In an indirect way, this also addresses the issue of female Pros returning after their pregnancy to racing: Often they couldn’t race a full season to collect points, for example in 2017 Rachel Joyce or Eva Wutti only started racing in March when more than the half of the season was already gone and most athletes were already way ahead of them. It took Rachel three full IMs to make up this deficit, while even a win and a second place were not enough for Eva. With the new system in place, their first good IM would have been enough to qualify them for Kona: Rachel won IM Boulder and Eva won IM Austria.

The new system is also good as a lot of athletes secure their Kona slot early in the season (well before the current first cutoff at the end of July) and are then able to plan their season without having to focus on scoring more points to qualify. This probably won’t matter to the very best athletes – they didn’t have to worry too much about qualifying anyways. But overall a lot more athletes can be rested and in top shape on the Kona start line, probably making the race in Kona even tighter and more exciting than it already is.

Overall, the fact that less racing gets you to Kona addresses a big deficiency of the KPR system and gets a “thumbs up”.

Decreased Weight of Kona and 70.3s

Under the new system, only the Top 3 finishers in Kona will secure an AQ slot for the following year (validation still required). Under the KPR system, you could pretty much secure your slot after a Top 10 finish in Kona by racing another late season Ironman (some popular choices in November or December were Arizona, Cozumel or Western Australia). On the back of Kona fitness, a Top 6 finish was achievable in the usually relatively small fields. This will no longer be enough to qualify – even after a Kona Top 10 a win will still be needed.

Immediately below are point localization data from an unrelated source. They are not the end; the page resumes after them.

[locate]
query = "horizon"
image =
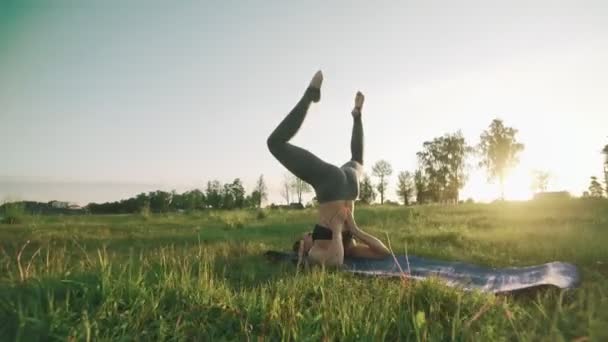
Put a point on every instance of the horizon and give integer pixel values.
(104, 99)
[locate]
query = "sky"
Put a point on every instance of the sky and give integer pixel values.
(100, 100)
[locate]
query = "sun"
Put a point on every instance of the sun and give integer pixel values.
(518, 184)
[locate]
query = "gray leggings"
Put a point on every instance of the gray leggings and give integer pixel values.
(330, 182)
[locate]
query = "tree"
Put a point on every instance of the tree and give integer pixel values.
(540, 180)
(595, 188)
(159, 201)
(405, 186)
(443, 162)
(499, 150)
(299, 187)
(286, 188)
(261, 192)
(605, 152)
(421, 187)
(194, 199)
(367, 194)
(382, 169)
(214, 194)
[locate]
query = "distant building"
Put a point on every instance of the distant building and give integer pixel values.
(552, 195)
(59, 204)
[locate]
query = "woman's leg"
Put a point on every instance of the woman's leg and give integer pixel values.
(299, 161)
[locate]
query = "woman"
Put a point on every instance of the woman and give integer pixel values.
(336, 188)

Also, 70.3s don’t play any role in Kona qualifying at all (unless you win the 70.3 Champs). This is also a good development, sometimes lots of 70.3 points made it relatively easy to qualify for Kona. Altogether, another positive change.

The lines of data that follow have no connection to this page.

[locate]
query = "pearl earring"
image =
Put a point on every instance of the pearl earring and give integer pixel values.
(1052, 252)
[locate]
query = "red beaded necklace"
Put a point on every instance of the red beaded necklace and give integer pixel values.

Number of Qualifiers Tied To Number of Pro Races

As each of the Pro races creates at least one slot for the male and female racers, the number of athletes in Kona and the 70.3 Champs can’t be any lower than the number of Pro races. Currently, this will make it quite hard to reduce the number of male athletes in Kona – even though a lot of Pros would have preferred smaller fields to allow for a “cleaner” race. Fewer Kona Pros would only be possible with a reduced number of Pro races. So far Ironman has not indicated that they want to shrink the Pro calendar, and there are good arguments for an expansion in the Asian market. Still, the overall reduction in Ironman prize money (6% less in 2017 as compared to 2016) could also indicate fewer races in the future – we’ll probably have to wait for Ironman to indicate what their plans are going to be.

Tying the number of races to the number of qualifiers leads to the huge number of 170 Pro athletes for the 70.3 Championships, almost twice the number of Pros in Kona. The actual number of athletes on the start line will likely be lower. For example, this year’s 70.3 Champs in Chattanooga had more about 55 male and female qualifiers who accepted their slots, but only 33 males and 36 females actually racing.

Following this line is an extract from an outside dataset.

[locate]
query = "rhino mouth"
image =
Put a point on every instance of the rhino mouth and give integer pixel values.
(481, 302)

Overall, “one race, one slot” isn’t much of a problem for Kona qualifying but creates a huge field for the 70.3 Champs. Unless a lot of athletes decide not to race, this is likely a “breaking point”, leading either to fewer Pro 70.3s or to 70.3s that offer a Pro category and prize money but no Kona slots.

Overall Assessment

To me, the benefit of the old KPR system was that it provided a lot of analysis opportunity for data geeks like me. So far I haven’t heard anyone who is sorry to see the KPR to disappear. The slot system is definitely an improvement by removing a lot of the criticisms of the KPR, but the way it is proposed for now it still falls short of providing equality in Kona.